A quick gotcha is (A v B v C) & (!A v !B v C) equates to true. Watch out for resolving two variables simultaneously because this is B v !B v C. Oops.

1

I believe condition number 5 is not really held in your example and cannot be held ever.
Let the following clauses be equivalent:

( p, q) = (~A,B,D)(A,~B,~D)

Which will allow us to map the clauses of A, B, C, and D to new variables p, q, r, and s as the following truth table:

A B C D | p q r s
-----------------
0 0 0 0 | 0 1 0 0
0 0 0 1 | 0 1 0 1
0 0 1 0 | 0 1 1 0
0 0 1 1 | 0 1 1 1
-----------------
0 1 0 0 | 1 0 0 0
0 1 0 1 | 0 0 0 0
0 1 1 0 | 1 0 0 1
0 1 1 1 | 0 0 0 1
-----------------
1 0 0 0 | 0 0 1 0
1 0 0 1 | 1 0 1 0
1 0 1 0 | 0 0 1 1
1 0 1 1 | 1 0 1 1
-----------------
1 1 0 0 | 1 1 0 0
1 1 0 1 | 1 1 0 1
1 1 1 0 | 1 1 1 0
1 1 1 1 | 1 1 1 1
-----------------

And now we can express the clauses of A, B, C, and D in terms of p, q, r, and s:

1. (~A,  B,  D) = ( p, q,~r, s)( p, q,~r,~s)
2. (~B,  C,  D) = (~p, q, r, s)(~p,~q, r, s)
3. ( A, ~C   D) = ( p,~q,~r, s)(~p, q, r,~s)
4. ( A, ~B, ~D) = ( p, q, r, s)( p, q, r,~s)
5. ( B, ~C, ~D) = ( p,~q,~r,~s)(~p, q,~r,~s)
6. (~A,  C, ~D) = (~p, q,~r, s)(~p,~q, r,~s)
7. ( A,  B,  C) = ( p,~q, r, s)( p,~q, r,~s)
8. (~A, ~B, ~C) = (~p,~q,~r, s)(~p,~q,~r,~s)

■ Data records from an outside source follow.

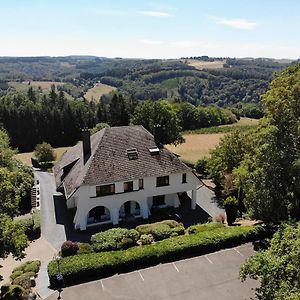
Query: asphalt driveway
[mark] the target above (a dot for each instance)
(213, 276)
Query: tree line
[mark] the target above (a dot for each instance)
(36, 117)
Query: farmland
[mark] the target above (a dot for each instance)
(23, 86)
(201, 65)
(198, 145)
(26, 157)
(98, 90)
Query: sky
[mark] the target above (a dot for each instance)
(150, 29)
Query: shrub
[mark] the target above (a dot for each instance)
(146, 239)
(111, 239)
(161, 232)
(220, 218)
(44, 153)
(69, 248)
(126, 243)
(201, 166)
(84, 248)
(179, 230)
(203, 227)
(12, 292)
(24, 280)
(231, 205)
(80, 268)
(30, 266)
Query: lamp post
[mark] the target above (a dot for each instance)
(59, 277)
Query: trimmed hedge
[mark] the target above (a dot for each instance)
(114, 239)
(80, 268)
(30, 266)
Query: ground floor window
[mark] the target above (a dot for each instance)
(159, 200)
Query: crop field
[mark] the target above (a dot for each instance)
(199, 143)
(26, 157)
(196, 146)
(200, 64)
(98, 90)
(23, 86)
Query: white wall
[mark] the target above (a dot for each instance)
(87, 200)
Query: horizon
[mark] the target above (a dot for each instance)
(150, 29)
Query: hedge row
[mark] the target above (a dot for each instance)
(86, 267)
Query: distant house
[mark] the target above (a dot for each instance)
(119, 172)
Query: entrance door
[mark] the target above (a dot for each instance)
(127, 208)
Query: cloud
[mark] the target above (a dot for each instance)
(151, 42)
(157, 14)
(235, 23)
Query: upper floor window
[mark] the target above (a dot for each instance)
(141, 184)
(128, 186)
(162, 180)
(103, 190)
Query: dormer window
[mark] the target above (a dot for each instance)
(132, 154)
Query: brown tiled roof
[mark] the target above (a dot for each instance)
(109, 162)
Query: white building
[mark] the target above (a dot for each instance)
(119, 172)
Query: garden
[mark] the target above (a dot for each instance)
(120, 250)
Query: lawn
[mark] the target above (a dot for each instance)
(98, 90)
(26, 157)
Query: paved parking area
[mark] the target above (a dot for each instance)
(212, 276)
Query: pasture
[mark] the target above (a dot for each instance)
(200, 64)
(25, 85)
(26, 157)
(98, 90)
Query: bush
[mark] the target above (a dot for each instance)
(112, 239)
(69, 248)
(24, 280)
(146, 239)
(204, 227)
(30, 266)
(201, 166)
(85, 267)
(44, 153)
(84, 248)
(12, 292)
(231, 205)
(179, 230)
(161, 232)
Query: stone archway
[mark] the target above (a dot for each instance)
(130, 209)
(99, 214)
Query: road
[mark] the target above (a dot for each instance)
(207, 277)
(52, 229)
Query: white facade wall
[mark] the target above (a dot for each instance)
(85, 197)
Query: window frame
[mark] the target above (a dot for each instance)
(162, 181)
(100, 190)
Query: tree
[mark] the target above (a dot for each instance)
(277, 268)
(160, 118)
(44, 152)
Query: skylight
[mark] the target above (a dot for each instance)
(132, 154)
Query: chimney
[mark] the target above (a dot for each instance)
(86, 144)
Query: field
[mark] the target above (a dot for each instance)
(26, 157)
(199, 143)
(200, 64)
(98, 90)
(23, 86)
(196, 146)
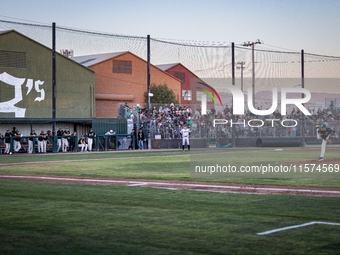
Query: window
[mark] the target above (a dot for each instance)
(12, 59)
(186, 95)
(199, 96)
(122, 66)
(180, 76)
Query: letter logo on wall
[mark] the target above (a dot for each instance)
(9, 106)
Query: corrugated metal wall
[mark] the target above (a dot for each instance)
(102, 125)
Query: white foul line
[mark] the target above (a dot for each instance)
(297, 226)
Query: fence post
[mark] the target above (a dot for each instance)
(303, 86)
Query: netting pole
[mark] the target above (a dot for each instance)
(148, 92)
(303, 86)
(233, 83)
(54, 88)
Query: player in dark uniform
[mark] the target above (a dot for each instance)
(8, 136)
(90, 136)
(185, 132)
(30, 141)
(60, 133)
(324, 133)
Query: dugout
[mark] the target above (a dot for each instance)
(279, 142)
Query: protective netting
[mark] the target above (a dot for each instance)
(212, 62)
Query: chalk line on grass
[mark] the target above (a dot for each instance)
(297, 226)
(189, 186)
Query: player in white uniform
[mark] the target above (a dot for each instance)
(324, 133)
(185, 132)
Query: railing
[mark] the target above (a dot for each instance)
(100, 143)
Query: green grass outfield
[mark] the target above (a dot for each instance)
(57, 218)
(163, 165)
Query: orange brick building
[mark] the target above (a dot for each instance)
(122, 77)
(190, 94)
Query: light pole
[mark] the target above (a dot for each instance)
(252, 44)
(241, 67)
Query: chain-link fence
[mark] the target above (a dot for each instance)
(255, 71)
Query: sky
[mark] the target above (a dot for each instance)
(311, 25)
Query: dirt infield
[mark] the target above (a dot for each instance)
(312, 161)
(185, 185)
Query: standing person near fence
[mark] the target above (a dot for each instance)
(41, 142)
(17, 139)
(30, 141)
(8, 136)
(45, 141)
(140, 137)
(324, 133)
(90, 136)
(60, 133)
(82, 143)
(185, 132)
(66, 137)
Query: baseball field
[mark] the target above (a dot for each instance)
(149, 202)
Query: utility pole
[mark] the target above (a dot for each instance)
(241, 67)
(54, 93)
(252, 44)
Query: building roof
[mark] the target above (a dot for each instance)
(89, 60)
(3, 33)
(165, 67)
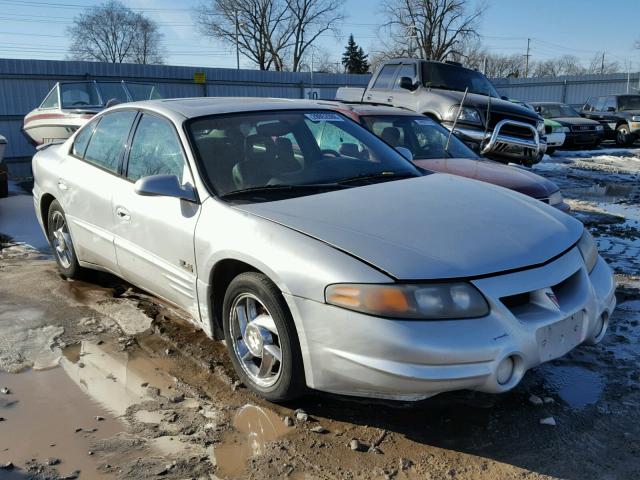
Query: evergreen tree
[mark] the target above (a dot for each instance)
(354, 59)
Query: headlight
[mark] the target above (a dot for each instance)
(469, 115)
(588, 250)
(415, 302)
(555, 198)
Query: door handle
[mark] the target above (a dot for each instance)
(123, 214)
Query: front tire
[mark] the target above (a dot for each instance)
(61, 242)
(261, 338)
(623, 136)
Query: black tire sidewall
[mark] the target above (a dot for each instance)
(74, 270)
(291, 382)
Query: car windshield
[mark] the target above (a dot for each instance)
(629, 102)
(558, 110)
(425, 138)
(452, 77)
(291, 152)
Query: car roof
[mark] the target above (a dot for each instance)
(368, 108)
(202, 106)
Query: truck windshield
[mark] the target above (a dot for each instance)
(629, 102)
(453, 77)
(421, 135)
(557, 111)
(291, 153)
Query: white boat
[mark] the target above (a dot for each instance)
(69, 105)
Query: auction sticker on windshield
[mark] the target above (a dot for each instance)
(324, 117)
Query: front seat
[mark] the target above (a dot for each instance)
(391, 135)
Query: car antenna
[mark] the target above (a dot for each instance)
(455, 120)
(486, 120)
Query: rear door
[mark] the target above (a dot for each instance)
(154, 235)
(381, 90)
(87, 181)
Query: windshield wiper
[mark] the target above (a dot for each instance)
(378, 175)
(284, 188)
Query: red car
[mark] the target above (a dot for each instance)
(427, 140)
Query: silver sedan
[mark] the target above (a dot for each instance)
(322, 256)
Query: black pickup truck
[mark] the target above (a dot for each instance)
(490, 124)
(618, 114)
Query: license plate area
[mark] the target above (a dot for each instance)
(558, 338)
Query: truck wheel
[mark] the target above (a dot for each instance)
(261, 338)
(623, 136)
(61, 242)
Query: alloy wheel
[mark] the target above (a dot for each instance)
(256, 341)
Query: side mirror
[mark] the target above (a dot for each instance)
(406, 83)
(164, 186)
(405, 152)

Since all clauses are shown and associated with an A, B, C, and D clauses. Then we can claim that the p,q,r, and s clauses can be reduced to:

( p, q, r)
( p, q,~r)
( p,~q, r)
( p,~q,~r)
(~p, q, r)
(~p, q,~r)
(~p,~q, r)
(~p,~q,~r)

Which is obviously violate the condition number 5.

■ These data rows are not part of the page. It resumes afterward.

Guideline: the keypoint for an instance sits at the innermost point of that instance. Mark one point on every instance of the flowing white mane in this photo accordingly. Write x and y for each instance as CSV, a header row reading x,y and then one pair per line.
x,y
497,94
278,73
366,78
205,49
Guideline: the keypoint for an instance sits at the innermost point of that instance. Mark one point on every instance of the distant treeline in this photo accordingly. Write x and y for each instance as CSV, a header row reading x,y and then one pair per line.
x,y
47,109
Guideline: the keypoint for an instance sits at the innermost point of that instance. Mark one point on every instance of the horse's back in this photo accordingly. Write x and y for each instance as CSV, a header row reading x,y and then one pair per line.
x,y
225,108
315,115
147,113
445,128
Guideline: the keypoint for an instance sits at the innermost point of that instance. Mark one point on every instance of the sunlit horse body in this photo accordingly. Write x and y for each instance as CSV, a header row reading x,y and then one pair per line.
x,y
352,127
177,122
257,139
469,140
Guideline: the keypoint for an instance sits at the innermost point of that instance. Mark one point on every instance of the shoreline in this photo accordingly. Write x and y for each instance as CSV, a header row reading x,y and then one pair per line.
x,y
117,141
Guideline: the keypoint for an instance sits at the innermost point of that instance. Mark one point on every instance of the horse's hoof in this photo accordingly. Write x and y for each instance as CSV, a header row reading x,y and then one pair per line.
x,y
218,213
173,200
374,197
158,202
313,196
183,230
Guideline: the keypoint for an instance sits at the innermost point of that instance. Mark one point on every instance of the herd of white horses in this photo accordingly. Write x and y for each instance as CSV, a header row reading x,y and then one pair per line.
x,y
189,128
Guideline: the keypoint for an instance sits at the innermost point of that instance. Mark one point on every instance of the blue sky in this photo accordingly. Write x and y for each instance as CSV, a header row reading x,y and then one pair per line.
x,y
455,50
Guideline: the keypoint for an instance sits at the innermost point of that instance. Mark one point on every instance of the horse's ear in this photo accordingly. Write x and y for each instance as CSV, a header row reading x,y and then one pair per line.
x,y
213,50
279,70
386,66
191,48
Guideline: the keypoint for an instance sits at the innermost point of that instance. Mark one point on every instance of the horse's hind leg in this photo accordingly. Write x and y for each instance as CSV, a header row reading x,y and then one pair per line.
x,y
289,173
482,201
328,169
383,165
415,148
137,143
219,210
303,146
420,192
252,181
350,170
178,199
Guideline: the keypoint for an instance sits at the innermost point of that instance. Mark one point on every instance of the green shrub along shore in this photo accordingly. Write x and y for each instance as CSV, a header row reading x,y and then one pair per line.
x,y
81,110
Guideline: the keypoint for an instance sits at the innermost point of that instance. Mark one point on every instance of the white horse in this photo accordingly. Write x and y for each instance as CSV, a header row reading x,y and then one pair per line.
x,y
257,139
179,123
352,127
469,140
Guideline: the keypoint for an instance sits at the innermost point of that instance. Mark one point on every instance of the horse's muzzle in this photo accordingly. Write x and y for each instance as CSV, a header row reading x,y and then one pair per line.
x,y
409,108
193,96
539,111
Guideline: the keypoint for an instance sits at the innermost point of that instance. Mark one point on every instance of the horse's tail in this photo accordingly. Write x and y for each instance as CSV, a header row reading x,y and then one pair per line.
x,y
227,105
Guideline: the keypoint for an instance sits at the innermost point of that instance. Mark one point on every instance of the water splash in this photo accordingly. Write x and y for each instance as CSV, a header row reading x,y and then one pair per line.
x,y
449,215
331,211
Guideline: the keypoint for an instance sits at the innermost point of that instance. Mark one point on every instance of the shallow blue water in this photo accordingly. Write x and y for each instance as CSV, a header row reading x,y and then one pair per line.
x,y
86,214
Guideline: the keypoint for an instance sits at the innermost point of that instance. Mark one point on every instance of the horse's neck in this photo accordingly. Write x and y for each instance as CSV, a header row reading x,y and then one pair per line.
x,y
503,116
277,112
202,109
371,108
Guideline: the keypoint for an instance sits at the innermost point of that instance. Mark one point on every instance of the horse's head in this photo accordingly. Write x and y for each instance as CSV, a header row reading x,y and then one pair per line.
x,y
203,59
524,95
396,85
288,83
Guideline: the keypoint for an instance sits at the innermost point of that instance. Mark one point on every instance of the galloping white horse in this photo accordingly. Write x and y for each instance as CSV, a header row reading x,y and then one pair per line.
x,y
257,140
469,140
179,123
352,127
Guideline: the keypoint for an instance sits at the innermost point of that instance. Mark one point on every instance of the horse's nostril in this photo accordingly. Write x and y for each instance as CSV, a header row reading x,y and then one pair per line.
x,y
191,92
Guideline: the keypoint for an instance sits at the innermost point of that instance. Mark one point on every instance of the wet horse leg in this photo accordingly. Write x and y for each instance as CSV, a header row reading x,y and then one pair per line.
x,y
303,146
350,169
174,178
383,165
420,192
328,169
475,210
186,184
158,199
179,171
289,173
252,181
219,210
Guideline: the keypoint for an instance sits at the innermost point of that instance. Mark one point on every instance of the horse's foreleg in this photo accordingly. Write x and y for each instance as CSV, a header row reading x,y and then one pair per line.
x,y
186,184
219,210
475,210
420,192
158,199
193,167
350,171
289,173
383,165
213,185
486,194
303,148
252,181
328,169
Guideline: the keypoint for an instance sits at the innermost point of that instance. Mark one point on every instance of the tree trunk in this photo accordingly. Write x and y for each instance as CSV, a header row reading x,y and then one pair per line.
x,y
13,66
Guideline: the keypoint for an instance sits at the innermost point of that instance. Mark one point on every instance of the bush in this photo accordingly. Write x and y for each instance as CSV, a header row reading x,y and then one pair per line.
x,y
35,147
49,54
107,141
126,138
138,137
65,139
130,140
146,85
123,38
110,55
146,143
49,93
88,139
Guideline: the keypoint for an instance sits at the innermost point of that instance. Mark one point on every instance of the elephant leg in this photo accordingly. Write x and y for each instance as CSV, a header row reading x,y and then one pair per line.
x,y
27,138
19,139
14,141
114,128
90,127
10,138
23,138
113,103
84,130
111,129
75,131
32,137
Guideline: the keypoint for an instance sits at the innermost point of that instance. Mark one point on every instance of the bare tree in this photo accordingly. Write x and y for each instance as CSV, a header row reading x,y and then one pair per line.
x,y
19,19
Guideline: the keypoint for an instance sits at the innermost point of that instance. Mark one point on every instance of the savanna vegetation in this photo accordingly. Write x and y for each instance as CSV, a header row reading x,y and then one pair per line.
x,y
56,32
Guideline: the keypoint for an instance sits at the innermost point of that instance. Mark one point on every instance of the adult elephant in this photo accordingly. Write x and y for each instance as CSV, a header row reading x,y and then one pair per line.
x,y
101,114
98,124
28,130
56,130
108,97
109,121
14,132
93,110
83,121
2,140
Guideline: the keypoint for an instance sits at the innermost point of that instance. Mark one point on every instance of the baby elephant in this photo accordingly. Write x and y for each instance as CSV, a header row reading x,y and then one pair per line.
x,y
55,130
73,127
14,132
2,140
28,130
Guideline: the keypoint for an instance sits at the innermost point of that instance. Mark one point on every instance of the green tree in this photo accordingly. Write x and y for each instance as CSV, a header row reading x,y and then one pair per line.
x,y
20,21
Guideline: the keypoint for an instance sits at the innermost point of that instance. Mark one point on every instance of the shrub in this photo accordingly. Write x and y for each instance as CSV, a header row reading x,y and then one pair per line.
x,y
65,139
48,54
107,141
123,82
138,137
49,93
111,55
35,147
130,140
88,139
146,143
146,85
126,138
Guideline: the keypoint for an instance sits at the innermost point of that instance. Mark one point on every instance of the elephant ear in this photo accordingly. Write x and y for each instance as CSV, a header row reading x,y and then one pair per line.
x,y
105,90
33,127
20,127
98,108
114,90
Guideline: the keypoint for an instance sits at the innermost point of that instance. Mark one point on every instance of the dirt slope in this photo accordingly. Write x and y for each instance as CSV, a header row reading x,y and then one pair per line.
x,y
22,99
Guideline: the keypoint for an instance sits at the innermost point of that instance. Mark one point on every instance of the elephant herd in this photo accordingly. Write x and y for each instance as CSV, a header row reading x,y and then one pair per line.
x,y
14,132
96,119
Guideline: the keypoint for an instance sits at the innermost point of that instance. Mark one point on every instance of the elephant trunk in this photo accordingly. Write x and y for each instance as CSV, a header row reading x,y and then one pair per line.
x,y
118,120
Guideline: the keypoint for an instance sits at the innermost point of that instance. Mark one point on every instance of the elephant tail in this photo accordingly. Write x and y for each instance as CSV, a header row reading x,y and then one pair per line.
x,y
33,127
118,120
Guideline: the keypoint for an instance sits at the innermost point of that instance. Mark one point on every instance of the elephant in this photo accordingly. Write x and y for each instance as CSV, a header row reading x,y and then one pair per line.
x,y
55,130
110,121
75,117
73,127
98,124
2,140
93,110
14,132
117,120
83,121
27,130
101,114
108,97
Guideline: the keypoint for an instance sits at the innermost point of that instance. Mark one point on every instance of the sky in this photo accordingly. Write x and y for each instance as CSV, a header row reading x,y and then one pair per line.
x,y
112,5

What I want to point out is that even the example is not explicitly shows that there are 2 clauses that can be reduced to 2-CNF, but implicitly is has(e.g. (~A,B,D) and (A,~B,~D)), you might not be able to express the 2-CNF with the given variables but when you introduce different mapping for the problem you will be able to express them.